Disrupted sleep is a possible risk factor for Alzheimer’s. Poor sleep habits release a brain-clogging protein which further interferes with sleep.

Deep sleep is necessary for memory formation and uninterrupted sleep flushes out brain toxins. Develop a regular sleep schedule and aim for 8 hours of sleep per night.

Be Social

Isolation can decrease brain health and cognition. A strong network of friends is imperative to combat dementia and Alzheimer’s.

Keep in mind quality versus quantity. You don’t have to be a social butterfly to reap the benefits. In-person and face-to-face interactions are always best.

Learn New Skills

Your brain is a powerful tool and if you don’t use it, you’ll lose it. People who continue learning new things and challenging their brains are less likely to develop cognitive impairments later in life. Stimulate your brain each day with activities to keep yourself mentally sharp.

Eat a Healthy Diet

Alzheimer’s is sometimes referred to as “diabetes of the brain.” Inflammation and insulin resistance can injure neurons and block communication between brain cells. Good eating habits can reduce inflammation and provide energy to fuel your brain.
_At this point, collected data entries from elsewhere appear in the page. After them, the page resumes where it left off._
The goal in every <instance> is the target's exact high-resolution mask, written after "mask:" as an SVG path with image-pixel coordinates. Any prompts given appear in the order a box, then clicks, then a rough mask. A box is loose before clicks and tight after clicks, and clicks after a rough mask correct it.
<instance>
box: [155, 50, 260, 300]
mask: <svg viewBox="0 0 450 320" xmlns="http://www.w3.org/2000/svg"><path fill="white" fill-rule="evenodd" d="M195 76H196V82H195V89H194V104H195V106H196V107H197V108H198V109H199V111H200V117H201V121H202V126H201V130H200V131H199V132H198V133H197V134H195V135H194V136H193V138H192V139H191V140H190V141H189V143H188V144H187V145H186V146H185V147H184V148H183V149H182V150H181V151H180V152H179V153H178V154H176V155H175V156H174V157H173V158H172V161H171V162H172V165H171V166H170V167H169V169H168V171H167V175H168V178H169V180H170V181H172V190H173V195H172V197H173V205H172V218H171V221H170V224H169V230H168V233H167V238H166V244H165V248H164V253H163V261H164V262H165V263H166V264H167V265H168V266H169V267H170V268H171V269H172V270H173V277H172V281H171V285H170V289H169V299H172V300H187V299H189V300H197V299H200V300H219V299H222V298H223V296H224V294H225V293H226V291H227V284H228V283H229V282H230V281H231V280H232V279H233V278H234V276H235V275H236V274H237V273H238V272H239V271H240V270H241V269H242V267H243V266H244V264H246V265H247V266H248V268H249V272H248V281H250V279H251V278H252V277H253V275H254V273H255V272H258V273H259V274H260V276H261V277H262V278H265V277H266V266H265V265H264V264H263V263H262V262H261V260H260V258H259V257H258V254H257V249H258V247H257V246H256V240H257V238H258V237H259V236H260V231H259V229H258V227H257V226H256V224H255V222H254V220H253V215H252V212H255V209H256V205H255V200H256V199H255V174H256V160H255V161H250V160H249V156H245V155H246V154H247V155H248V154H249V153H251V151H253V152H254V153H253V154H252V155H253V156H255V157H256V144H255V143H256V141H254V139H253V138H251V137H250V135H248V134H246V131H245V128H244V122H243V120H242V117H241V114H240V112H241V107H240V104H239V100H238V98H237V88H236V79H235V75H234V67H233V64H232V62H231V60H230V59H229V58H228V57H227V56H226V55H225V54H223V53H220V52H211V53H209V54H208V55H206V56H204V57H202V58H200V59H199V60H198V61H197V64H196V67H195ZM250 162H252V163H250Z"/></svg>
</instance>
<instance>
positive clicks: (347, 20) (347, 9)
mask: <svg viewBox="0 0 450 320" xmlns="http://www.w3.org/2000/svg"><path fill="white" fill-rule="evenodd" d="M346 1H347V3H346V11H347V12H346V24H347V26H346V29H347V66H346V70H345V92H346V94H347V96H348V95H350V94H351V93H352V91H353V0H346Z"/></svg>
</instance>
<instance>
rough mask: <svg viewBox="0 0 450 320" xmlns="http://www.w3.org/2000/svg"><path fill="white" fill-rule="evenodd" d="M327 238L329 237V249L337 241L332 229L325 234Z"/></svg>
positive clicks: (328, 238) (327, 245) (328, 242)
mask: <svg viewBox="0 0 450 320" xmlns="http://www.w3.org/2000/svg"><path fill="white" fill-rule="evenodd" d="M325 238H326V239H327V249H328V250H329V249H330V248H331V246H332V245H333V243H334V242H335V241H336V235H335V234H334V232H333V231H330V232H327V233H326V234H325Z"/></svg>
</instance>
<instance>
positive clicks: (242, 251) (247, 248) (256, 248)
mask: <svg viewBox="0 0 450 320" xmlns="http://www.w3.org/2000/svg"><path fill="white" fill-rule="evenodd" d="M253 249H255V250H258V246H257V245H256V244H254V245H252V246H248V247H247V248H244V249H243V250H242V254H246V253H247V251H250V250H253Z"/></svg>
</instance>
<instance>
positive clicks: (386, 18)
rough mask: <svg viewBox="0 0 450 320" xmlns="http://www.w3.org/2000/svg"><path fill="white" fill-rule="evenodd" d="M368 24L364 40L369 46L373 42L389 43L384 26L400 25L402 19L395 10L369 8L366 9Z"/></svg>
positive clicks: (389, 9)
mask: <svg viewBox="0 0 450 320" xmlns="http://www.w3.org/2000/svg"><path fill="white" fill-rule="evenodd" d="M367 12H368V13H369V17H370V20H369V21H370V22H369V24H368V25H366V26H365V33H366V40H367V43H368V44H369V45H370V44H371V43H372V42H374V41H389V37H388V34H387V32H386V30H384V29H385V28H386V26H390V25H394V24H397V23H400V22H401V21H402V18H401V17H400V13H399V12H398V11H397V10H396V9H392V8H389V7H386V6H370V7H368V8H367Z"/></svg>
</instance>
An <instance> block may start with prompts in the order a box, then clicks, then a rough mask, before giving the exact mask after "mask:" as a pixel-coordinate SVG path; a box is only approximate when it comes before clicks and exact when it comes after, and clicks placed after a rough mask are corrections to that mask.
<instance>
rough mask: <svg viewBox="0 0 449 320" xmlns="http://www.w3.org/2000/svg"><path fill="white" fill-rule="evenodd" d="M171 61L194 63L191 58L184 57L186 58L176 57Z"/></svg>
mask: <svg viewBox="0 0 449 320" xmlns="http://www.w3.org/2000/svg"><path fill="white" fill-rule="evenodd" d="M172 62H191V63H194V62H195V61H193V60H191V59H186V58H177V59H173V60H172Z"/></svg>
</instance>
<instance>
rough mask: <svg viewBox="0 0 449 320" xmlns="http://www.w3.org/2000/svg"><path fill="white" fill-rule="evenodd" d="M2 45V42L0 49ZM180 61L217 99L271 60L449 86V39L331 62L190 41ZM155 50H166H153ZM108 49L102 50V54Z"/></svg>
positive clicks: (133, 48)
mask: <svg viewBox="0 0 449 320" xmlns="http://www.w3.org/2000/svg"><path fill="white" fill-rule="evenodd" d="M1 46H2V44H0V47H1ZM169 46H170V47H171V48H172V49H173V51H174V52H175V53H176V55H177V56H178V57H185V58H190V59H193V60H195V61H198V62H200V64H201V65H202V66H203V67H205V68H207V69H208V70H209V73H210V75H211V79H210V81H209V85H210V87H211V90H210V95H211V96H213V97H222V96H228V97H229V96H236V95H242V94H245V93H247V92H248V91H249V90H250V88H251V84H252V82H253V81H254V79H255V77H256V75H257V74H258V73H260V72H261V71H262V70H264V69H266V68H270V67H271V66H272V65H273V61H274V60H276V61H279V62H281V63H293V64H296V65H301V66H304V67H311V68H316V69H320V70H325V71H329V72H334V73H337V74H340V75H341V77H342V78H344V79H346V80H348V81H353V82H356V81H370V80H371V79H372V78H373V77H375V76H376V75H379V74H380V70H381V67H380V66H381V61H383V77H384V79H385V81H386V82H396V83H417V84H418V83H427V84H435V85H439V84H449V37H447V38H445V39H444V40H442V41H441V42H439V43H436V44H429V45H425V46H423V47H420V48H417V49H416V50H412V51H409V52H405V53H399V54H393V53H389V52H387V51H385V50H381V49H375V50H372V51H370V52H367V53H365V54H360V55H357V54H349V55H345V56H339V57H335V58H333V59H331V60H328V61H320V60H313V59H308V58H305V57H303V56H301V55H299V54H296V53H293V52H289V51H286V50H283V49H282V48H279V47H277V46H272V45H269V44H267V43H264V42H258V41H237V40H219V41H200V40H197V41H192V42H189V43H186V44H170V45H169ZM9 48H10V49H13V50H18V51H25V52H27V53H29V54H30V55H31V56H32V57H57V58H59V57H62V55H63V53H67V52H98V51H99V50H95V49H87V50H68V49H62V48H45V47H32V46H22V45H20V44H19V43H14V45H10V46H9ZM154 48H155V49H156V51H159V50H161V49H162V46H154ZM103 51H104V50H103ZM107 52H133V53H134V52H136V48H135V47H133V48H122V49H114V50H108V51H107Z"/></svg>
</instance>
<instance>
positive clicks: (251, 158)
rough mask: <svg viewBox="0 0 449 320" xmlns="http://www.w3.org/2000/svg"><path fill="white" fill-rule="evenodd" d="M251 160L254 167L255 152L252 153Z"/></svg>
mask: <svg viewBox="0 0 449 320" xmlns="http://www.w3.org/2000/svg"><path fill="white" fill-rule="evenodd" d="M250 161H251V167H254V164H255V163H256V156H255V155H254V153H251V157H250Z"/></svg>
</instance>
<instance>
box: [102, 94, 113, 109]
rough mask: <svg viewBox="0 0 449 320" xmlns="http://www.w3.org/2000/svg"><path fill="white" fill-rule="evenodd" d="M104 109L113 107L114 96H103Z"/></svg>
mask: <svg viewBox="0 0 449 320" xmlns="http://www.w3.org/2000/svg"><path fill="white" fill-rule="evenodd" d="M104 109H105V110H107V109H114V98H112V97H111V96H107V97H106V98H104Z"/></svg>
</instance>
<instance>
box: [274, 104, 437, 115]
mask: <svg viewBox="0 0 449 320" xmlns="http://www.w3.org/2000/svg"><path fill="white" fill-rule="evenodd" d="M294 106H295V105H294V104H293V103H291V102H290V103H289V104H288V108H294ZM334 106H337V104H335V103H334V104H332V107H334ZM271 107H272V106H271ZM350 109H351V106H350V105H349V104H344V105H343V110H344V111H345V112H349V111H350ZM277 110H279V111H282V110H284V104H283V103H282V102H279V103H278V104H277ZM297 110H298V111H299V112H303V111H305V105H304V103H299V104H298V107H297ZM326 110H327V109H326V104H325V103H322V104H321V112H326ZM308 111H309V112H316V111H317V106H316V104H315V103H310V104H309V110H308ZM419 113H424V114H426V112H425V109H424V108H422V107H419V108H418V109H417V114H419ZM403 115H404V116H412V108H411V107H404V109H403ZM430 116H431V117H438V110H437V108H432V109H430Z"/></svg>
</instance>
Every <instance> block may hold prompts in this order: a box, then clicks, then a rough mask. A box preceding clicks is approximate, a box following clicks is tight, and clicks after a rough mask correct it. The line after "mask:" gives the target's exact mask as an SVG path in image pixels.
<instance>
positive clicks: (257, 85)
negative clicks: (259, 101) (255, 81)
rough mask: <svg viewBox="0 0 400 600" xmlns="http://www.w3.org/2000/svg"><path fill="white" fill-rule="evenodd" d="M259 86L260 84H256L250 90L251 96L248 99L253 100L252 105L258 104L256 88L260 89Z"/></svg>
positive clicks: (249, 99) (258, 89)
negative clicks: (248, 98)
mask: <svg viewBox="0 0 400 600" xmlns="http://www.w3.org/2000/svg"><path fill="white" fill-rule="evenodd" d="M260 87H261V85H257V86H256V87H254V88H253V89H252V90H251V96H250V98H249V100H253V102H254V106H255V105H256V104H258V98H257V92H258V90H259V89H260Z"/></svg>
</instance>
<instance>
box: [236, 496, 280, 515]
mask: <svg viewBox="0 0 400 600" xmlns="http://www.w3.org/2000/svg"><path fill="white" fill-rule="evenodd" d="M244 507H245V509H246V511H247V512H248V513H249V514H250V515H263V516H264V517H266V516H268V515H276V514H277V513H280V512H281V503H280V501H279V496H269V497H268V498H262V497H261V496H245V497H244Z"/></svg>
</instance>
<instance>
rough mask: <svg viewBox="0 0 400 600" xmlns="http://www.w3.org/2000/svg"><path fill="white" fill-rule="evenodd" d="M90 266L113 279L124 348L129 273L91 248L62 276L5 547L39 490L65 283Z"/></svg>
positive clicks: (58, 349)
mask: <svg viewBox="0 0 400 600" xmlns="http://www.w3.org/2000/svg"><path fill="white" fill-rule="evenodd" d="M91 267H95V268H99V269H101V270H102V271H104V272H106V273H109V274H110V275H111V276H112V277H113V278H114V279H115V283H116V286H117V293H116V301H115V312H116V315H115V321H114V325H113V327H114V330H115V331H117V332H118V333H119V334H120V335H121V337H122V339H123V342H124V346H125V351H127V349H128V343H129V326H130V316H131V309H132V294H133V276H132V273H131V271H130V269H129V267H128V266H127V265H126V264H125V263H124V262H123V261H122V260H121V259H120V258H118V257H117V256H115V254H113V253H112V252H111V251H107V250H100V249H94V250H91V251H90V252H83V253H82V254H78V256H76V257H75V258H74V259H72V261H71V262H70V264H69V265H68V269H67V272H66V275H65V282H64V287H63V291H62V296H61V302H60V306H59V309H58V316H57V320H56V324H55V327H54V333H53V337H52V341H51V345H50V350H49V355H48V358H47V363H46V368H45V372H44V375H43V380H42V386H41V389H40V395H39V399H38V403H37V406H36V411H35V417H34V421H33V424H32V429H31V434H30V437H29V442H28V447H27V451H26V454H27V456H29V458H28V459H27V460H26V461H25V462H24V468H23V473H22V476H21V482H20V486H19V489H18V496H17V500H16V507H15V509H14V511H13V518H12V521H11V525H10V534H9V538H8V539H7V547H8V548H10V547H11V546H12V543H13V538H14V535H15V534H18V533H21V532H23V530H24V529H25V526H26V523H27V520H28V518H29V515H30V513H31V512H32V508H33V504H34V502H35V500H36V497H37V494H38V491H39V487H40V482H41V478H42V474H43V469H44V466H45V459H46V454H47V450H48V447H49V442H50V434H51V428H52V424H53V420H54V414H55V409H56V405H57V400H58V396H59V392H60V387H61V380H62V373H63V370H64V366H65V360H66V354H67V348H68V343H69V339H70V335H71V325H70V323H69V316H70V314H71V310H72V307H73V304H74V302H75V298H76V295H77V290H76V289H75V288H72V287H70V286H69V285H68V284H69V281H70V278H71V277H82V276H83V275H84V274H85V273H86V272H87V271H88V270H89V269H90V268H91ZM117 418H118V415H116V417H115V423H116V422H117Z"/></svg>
Enjoy plenty of omega-3s found in salmon or fish oil and eat lots of fresh fruits and vegetables. Be careful to avoid sugars and trans or saturated fats.

Manage Stress

Chronic stress can lead to brain shrinkage in the memory quadrant which increases your risk for Alzheimer’s disease and dementia. Take time to rest, breathe, and schedule daily relaxation activities into your schedule. Keep your sense of humor and laugh often to fight stress.

What can you start doing today to give your brain the care it needs?